Dealing with pathological liars is difficult on several levels. Your feelings can be hurt easily when you learn you have been lied to consistently; in addition, you may wonder whether anything they said was truthful. You can lose your own self-confidence because you do not know how the person deceived you. But do not let this get you down. Pathological lying is a sickness that the other person is suffering, and you hold no blame for their actions.
This does not mean however that you should judge the person so completely upon his or her actions. As it is a sickness, they need help in order to overcome it and cannot be held completely responsible for their actions. Talk to someone about your experiences with the pathological liar to get a different perspective on the situation.
Unfortunately, when you find yourself in the constant company of a pathological liar, you learn to never take their words at face value. In this case, it is smart to have a back up plan when dealing with the liar. Give them a chance to prove that they are not going to swindle you, but if it happens again, do what is necessary to take care of yourself and will ultimately help the one who has hurt you.
How to help a Pathological Liar
In order to help a person who suffers from pathological lying, you need to have a basic understanding of their reasons for the lies. This can help you figure out what underlying problem has cause the person to develop the habit of lying.
No matter how hard you want to help someone, the first step for any form of treatment to work is for the person to admit that they have a problem. An intervention might be a good way to start this process and let them know that you want to help them.
Unfortunately, pathological lying is not recognized as a disorder by itself; rather it is seen as a symptom of other disorders. This being said, there is no official narcissistic pathological liar test. However, lie detecting tests can work in your favor when you need to know whether or not you are receiving truthful answers. Psychotherapy is also recommended though it is not truly known how much help it is.

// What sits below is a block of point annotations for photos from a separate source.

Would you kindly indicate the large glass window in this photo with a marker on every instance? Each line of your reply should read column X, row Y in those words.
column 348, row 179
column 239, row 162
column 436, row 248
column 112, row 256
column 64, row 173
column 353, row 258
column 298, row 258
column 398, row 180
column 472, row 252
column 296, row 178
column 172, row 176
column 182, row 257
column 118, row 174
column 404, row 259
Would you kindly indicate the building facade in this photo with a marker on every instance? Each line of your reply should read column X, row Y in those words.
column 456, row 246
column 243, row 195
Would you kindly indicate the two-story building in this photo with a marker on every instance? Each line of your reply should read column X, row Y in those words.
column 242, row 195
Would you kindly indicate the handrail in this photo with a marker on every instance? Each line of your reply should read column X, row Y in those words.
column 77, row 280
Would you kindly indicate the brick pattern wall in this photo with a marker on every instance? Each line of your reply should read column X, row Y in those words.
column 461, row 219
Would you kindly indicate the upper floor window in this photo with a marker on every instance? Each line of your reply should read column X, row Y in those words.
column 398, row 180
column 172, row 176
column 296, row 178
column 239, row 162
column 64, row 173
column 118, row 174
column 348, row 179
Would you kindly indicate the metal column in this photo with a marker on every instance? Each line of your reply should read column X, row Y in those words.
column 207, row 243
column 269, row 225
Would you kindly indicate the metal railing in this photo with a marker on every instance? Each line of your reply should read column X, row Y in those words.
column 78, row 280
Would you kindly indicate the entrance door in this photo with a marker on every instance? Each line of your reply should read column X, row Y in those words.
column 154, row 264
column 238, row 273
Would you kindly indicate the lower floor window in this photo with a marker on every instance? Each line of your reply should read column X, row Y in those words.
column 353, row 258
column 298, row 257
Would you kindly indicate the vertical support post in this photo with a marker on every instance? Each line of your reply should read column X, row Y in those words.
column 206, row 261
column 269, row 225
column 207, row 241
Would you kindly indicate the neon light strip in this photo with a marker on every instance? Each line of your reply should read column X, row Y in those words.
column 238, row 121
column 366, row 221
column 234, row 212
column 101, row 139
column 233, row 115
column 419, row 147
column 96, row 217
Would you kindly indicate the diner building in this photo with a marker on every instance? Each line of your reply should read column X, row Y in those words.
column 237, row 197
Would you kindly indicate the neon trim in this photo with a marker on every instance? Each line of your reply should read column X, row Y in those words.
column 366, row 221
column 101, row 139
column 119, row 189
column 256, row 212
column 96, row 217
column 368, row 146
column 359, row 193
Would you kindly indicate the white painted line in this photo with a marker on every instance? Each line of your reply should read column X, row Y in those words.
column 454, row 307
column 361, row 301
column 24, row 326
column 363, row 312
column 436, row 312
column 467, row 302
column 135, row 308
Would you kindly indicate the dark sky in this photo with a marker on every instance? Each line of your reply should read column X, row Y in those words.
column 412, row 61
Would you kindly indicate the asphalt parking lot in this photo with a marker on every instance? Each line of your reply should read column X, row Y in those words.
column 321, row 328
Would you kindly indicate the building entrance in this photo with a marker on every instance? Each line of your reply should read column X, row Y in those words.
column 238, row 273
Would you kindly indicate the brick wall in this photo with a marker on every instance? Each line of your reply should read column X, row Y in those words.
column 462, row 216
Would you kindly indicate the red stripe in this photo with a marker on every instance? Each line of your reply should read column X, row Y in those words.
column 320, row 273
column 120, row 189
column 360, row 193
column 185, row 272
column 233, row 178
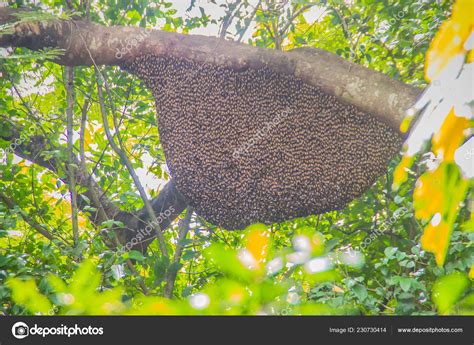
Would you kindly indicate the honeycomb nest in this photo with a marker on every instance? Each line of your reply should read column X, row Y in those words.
column 259, row 146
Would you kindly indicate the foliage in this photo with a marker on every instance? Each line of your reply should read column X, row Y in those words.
column 370, row 258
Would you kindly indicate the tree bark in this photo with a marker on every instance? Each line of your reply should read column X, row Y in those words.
column 86, row 43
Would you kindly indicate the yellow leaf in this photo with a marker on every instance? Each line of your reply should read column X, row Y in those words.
column 401, row 175
column 450, row 39
column 450, row 136
column 258, row 242
column 429, row 193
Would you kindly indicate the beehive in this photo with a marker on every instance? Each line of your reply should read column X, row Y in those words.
column 258, row 146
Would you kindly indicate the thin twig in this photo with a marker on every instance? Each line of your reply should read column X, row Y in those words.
column 172, row 273
column 70, row 151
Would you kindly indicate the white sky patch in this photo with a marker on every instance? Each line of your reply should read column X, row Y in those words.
column 464, row 158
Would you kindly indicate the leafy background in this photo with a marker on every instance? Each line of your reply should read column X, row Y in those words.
column 369, row 258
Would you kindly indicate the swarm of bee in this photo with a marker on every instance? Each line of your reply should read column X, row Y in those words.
column 258, row 146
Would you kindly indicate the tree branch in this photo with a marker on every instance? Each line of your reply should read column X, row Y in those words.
column 85, row 42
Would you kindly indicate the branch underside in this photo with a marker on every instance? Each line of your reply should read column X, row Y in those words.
column 86, row 43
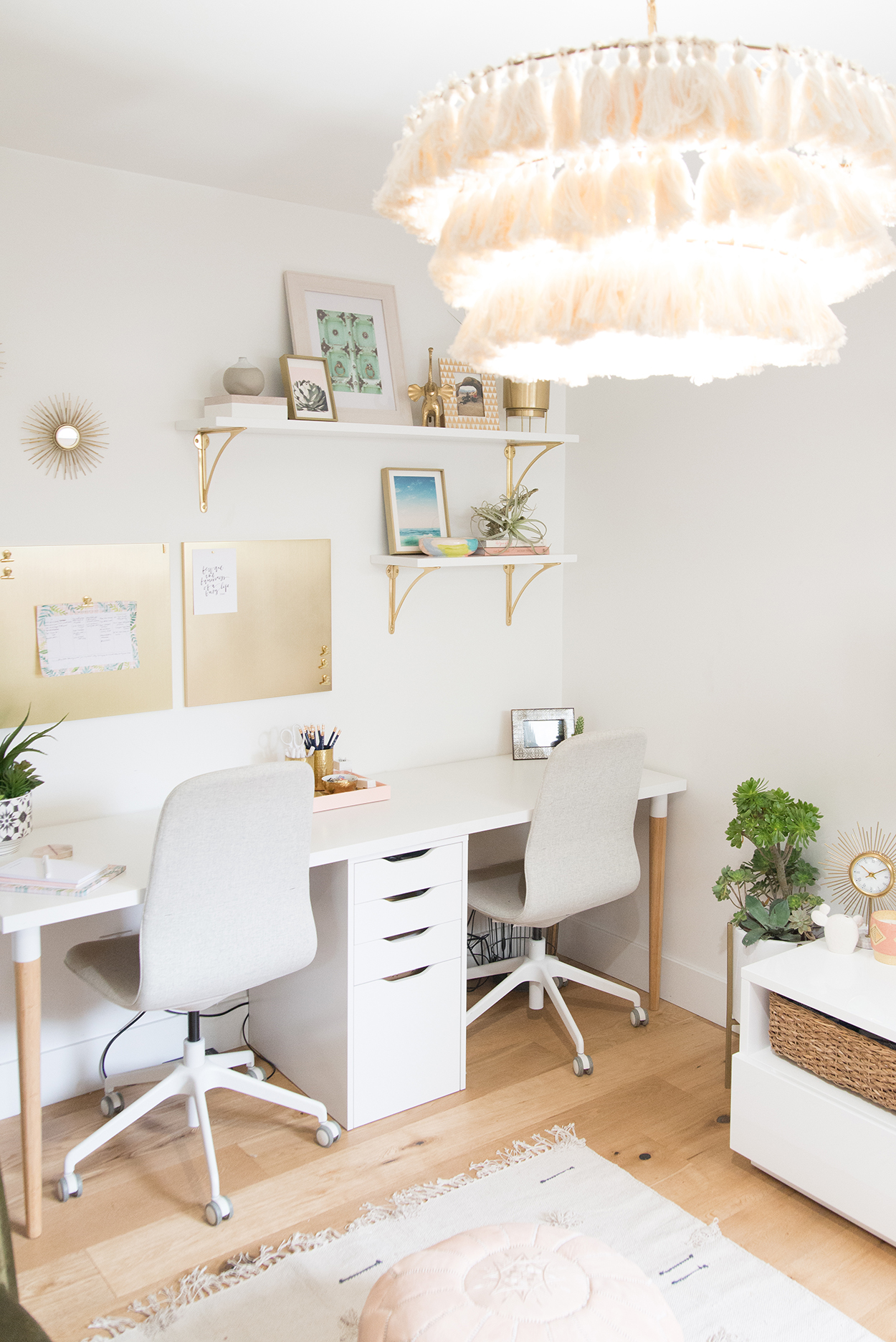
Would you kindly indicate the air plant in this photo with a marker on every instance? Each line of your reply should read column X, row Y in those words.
column 18, row 776
column 510, row 520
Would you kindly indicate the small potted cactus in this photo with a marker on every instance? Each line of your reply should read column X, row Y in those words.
column 18, row 780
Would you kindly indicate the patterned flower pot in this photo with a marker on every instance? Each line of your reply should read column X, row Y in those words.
column 15, row 824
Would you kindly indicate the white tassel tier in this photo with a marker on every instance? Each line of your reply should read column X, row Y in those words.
column 594, row 110
column 560, row 196
column 565, row 110
column 745, row 121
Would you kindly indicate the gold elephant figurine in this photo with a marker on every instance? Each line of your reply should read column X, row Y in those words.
column 434, row 407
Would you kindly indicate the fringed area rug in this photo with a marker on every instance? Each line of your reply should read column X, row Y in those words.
column 313, row 1288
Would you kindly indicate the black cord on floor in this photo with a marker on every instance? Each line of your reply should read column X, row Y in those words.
column 103, row 1060
column 272, row 1066
column 206, row 1015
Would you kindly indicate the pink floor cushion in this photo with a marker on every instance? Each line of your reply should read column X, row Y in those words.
column 517, row 1283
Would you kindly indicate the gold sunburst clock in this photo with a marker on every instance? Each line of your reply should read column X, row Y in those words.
column 862, row 870
column 65, row 437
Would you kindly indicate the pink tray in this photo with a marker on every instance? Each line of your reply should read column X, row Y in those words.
column 381, row 792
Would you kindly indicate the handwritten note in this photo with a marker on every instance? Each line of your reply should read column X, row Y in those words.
column 78, row 640
column 215, row 581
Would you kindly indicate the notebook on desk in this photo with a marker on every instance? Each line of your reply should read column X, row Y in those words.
column 47, row 877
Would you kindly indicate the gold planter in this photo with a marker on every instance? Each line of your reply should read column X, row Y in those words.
column 526, row 400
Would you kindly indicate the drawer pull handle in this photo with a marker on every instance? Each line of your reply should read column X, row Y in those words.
column 404, row 936
column 408, row 974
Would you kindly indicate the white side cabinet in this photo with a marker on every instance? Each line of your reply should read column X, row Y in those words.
column 820, row 1140
column 376, row 1023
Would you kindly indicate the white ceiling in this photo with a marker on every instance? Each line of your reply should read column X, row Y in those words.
column 302, row 101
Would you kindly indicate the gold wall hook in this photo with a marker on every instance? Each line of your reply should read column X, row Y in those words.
column 510, row 452
column 510, row 606
column 201, row 449
column 392, row 569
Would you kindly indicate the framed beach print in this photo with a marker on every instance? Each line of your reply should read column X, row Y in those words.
column 538, row 731
column 416, row 505
column 470, row 398
column 309, row 391
column 354, row 326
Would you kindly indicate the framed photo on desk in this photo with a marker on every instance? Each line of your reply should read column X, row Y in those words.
column 538, row 731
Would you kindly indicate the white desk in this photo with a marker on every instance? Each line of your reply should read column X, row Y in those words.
column 428, row 806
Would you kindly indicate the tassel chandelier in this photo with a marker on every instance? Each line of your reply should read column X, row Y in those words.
column 669, row 206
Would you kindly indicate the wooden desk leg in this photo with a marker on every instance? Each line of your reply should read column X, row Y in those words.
column 729, row 1012
column 659, row 807
column 26, row 954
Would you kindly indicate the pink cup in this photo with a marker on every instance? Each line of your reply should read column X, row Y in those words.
column 883, row 936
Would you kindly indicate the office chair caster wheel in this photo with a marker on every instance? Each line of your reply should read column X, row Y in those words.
column 219, row 1209
column 112, row 1103
column 69, row 1186
column 328, row 1133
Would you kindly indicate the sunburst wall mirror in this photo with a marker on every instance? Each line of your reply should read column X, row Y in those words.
column 65, row 437
column 862, row 870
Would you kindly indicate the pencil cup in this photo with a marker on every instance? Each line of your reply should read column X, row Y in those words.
column 883, row 936
column 323, row 766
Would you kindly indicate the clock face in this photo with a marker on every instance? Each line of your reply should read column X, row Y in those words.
column 872, row 874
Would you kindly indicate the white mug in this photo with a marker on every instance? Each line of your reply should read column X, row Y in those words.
column 842, row 933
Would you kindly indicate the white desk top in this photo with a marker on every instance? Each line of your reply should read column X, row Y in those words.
column 854, row 988
column 435, row 801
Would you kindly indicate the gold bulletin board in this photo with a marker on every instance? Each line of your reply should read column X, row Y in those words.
column 278, row 640
column 44, row 575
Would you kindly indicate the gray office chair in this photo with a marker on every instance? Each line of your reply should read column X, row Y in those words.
column 580, row 854
column 227, row 908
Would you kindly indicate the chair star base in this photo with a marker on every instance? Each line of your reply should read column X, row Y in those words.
column 540, row 971
column 192, row 1078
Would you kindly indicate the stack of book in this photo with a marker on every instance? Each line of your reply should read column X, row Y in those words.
column 49, row 877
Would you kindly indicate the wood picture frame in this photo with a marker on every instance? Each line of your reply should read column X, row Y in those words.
column 354, row 325
column 470, row 396
column 531, row 729
column 420, row 494
column 309, row 391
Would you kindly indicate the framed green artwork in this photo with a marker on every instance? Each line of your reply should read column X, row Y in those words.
column 354, row 326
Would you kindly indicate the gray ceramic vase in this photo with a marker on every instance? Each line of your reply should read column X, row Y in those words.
column 243, row 379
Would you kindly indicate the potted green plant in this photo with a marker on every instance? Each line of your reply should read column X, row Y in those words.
column 771, row 893
column 18, row 780
column 510, row 521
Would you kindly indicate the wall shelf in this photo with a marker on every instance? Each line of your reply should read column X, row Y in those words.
column 204, row 432
column 424, row 566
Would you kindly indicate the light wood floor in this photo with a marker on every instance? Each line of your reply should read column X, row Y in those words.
column 656, row 1091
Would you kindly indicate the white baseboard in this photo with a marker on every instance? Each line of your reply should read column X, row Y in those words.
column 72, row 1070
column 686, row 985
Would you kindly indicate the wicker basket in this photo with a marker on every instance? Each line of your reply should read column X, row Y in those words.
column 837, row 1052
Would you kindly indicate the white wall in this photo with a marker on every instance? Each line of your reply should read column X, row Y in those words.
column 735, row 596
column 135, row 293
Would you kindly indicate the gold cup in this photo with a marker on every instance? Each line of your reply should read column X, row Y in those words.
column 323, row 764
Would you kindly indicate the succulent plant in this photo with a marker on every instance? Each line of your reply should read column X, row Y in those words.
column 18, row 776
column 309, row 396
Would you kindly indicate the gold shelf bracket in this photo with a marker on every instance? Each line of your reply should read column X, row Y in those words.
column 510, row 606
column 201, row 443
column 392, row 569
column 510, row 452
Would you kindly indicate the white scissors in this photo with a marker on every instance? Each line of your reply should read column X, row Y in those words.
column 294, row 741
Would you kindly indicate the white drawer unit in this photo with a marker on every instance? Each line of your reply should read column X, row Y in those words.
column 416, row 870
column 376, row 1023
column 406, row 1043
column 403, row 913
column 408, row 951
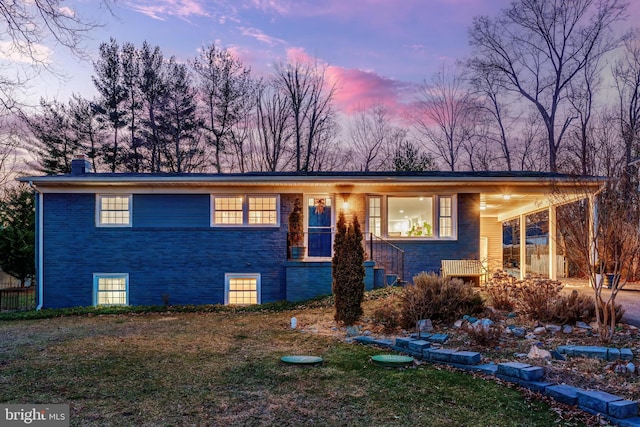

Pathological liars suffer from habitual lying that is usually cause by a deeper, underlying problem or disorder. While there are different types of pathological lying (ranging from habitual to substance abuse related lying), each has similar signs, symptoms, and consequences.
Diagnosis of pathological lying is not as straightforward as it may seem. With no official test, there is no official diagnosis. Pathological lying is usually a byproduct of a deeper issue that needs to be dealt with; in order for treatment to work, the liar needs to admit to a problem and be willing to work toward overcoming the impulse to lie.
If you are dealing with someone who struggles with pathological lying, you need to be patient and understanding to a degree. If you can find help for the person struggling, do so, but do not let yourself suffer terribly in the process.